Leadership and the New Science, Margaret Wheatley, Berrett-Koehler Pulishers

Scientists accept that the human body is surrounded by an energy field that transmits and receives messages from another person’s energy field. The field reflects each person’s emotional energy created by their internal and external experiences. This energy force influences their behavior and the behavior of others when their energy fields meet.

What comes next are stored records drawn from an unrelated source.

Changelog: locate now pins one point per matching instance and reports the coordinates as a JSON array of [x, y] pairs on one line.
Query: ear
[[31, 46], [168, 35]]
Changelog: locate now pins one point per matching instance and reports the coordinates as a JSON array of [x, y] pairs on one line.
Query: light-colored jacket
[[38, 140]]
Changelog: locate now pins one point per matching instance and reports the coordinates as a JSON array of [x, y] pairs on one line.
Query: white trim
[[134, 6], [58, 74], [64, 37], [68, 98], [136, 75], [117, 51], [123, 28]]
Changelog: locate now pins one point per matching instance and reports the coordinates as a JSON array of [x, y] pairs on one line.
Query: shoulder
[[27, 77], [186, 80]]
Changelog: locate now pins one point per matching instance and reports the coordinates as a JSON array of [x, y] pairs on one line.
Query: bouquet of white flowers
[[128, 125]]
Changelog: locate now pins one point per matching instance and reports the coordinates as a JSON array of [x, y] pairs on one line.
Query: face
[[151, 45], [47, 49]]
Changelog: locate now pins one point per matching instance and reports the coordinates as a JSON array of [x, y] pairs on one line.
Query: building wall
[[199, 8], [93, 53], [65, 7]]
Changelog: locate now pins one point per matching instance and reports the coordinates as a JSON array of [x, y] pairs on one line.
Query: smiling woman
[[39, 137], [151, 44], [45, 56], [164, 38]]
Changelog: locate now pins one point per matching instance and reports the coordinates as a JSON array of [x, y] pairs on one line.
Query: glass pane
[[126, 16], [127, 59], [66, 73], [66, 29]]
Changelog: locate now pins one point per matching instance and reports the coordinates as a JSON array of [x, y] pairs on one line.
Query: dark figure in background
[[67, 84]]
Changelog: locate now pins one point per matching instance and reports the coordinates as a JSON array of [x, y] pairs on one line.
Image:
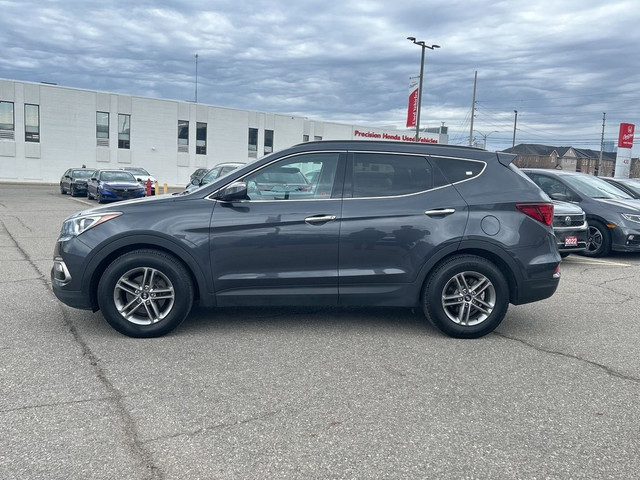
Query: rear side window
[[457, 170], [386, 175]]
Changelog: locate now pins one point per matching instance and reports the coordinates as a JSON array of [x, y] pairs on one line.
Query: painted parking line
[[593, 261], [86, 202]]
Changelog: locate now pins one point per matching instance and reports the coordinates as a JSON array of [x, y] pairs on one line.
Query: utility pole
[[430, 47], [196, 100], [473, 108], [604, 116]]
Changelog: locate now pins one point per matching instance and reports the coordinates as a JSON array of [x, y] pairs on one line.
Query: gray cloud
[[561, 63]]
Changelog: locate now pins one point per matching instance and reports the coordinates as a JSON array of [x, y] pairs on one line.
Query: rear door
[[398, 209]]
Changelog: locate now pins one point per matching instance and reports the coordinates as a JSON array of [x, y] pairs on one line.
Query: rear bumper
[[534, 290]]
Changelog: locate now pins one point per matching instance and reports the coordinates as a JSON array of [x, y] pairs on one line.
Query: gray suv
[[457, 231]]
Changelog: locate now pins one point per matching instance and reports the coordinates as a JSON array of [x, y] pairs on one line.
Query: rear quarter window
[[457, 170]]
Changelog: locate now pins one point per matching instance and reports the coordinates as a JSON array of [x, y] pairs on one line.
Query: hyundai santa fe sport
[[457, 231]]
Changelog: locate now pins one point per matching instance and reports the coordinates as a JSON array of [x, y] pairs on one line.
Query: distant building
[[566, 158], [46, 129]]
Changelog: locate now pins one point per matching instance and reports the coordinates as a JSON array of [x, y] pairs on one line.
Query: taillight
[[543, 212]]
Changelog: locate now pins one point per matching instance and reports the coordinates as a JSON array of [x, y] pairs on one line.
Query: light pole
[[484, 137], [196, 55], [430, 47]]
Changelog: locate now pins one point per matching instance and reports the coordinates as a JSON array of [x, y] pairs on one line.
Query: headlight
[[632, 217], [73, 227]]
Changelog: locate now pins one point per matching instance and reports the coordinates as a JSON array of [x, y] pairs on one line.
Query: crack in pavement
[[130, 430], [205, 429], [56, 404], [606, 369]]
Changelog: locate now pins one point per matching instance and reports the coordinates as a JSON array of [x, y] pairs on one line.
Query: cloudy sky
[[560, 63]]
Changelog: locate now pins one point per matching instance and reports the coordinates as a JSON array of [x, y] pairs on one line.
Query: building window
[[253, 142], [7, 122], [268, 141], [31, 123], [124, 131], [201, 138], [183, 136], [102, 129]]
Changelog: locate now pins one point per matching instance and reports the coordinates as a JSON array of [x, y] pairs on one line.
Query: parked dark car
[[612, 215], [74, 181], [142, 176], [570, 227], [198, 174], [630, 186], [458, 231], [112, 185], [216, 172]]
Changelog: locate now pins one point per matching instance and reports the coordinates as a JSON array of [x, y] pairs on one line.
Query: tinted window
[[384, 175], [116, 177], [287, 180], [457, 170], [81, 173]]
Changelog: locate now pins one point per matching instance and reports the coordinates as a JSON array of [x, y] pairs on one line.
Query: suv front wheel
[[466, 297], [145, 293]]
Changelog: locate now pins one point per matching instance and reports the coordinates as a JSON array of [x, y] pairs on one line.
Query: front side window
[[124, 131], [201, 138], [303, 177], [385, 175], [268, 141], [102, 125], [31, 123], [7, 120], [253, 142], [183, 136]]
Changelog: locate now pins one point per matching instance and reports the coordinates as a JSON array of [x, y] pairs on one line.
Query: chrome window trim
[[241, 179], [381, 152]]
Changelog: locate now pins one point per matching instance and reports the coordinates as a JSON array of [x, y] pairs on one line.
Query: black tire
[[450, 300], [598, 240], [147, 313]]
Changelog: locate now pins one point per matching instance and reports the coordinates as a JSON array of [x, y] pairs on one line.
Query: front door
[[281, 245]]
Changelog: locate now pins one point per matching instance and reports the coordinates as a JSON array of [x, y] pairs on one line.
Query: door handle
[[320, 219], [441, 212]]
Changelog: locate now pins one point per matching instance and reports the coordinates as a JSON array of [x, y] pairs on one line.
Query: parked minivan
[[457, 231]]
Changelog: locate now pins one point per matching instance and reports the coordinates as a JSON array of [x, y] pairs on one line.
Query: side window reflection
[[303, 177]]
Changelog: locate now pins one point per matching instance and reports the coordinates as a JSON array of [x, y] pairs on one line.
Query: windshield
[[117, 177], [138, 171], [81, 173], [594, 187]]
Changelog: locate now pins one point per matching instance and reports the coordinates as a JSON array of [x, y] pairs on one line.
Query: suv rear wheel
[[598, 240], [466, 297], [145, 293]]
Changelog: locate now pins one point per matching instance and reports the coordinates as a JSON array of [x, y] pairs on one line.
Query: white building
[[46, 129]]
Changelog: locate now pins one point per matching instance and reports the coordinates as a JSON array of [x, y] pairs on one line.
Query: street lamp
[[430, 47], [484, 137]]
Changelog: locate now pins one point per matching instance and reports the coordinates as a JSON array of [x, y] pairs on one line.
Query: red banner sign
[[412, 112], [625, 138]]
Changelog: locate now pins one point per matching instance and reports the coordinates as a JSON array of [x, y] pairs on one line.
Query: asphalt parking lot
[[312, 393]]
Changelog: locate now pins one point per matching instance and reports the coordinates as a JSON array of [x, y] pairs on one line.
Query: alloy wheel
[[468, 298], [144, 296]]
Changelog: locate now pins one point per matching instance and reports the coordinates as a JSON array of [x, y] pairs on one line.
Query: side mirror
[[235, 191], [560, 196]]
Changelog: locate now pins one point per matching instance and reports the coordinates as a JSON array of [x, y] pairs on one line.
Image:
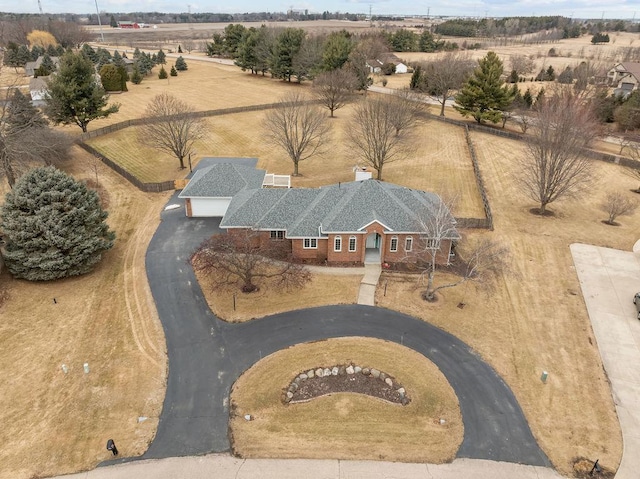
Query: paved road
[[207, 355]]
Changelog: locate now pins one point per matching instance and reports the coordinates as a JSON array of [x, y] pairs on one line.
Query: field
[[441, 157], [52, 422], [534, 320]]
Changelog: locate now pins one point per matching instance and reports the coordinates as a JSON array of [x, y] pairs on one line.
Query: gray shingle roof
[[222, 180], [340, 208]]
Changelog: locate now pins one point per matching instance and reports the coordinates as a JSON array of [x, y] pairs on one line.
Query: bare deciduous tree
[[617, 204], [171, 126], [334, 89], [481, 261], [242, 259], [441, 77], [554, 166], [299, 127], [373, 132]]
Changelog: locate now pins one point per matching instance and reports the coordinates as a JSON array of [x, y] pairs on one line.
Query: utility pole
[[99, 22]]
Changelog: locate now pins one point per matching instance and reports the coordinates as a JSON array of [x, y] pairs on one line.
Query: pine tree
[[21, 114], [53, 226], [74, 95], [47, 67], [136, 76], [181, 65], [484, 96]]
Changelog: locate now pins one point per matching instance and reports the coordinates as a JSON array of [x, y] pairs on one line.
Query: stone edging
[[341, 370]]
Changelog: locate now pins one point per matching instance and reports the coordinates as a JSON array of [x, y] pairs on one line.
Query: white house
[[625, 78]]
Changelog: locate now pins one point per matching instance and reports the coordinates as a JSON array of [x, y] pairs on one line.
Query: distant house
[[375, 65], [350, 223], [37, 90], [391, 58], [31, 67], [625, 78], [128, 25]]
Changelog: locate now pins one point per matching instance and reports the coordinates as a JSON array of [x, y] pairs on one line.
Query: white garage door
[[209, 207]]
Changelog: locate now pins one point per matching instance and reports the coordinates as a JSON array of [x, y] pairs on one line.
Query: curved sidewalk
[[609, 278]]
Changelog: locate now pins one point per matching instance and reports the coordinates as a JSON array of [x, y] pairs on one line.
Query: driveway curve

Anatomy of the Spirit, Caroline Myss PhD.  Three Rivers Press

Imagine your organizational space in terms of fields, with team members as waves of energy, spreading out in all regions of the practice. Unseen fields of energy influence how we manifest the organization’s purpose-driven vision and values through the information transmitted. The values, ethics and purpose are the qualities of an organization’s life that we can observe in the behavior of team members. Clarity and commitment to your values, ethics and the defined purpose forms a powerful field throughout the organization and guarantees certain types of individual behaviors.

We have often thought of vision, in linear fashion, as creating a destination to reach; believing that the clearer the images of the destination, the more influence the future would exert on the present, pulling us into the desired future state. (Newton’s image) But if vision and purpose is a field, all members who bump against that field would be influenced by it. Their behavior could be shaped when their energy would link with the field’s form to create behavior congruent with the vision and purpose.

Think of ideas as fields of energy. In the field view of organizations, clarity about vision, purpose and values is important, and creating the energy field through the dissemination of these ideas is essential.

We must think of ourselves as tall radio beacons if information, pulsing out messages everywhere. We need to involve everyone in the organization discussing, clarifying, and modeling, filling all of the space with messages we care about. Fields develop and bring energy into form. With a coherent, omnipresent field, we can expect congruent behavior. When a patient comes in contact with any team member he experiences the values and purpose of the whole organization. To know any part is to know the whole.

Valuable information is generated every time people join together with a defined purpose. Activities such as work teams and task forces are potential creators of new and useful information if they are free from the confines of strict rules and narrow mandates, instead given all the information they need with autonomy and constrained only by purpose, their potential for generating energy and necessary information is great. Through the constant exchanges of new information and organization will grow in effectiveness and influence.

These ideas speak loudly and clearly to the necessity for visionary leadership and the value of governing principles: values-based and purpose-driven philosophies are the DNA of the organization that influences the behavior of individuals and the motivational spirit of the organization.

As long as we keep focused on our principles, in our private life and in the organization, we are able to wander through chaos and make decisions congruent with our values, purpose, and vision.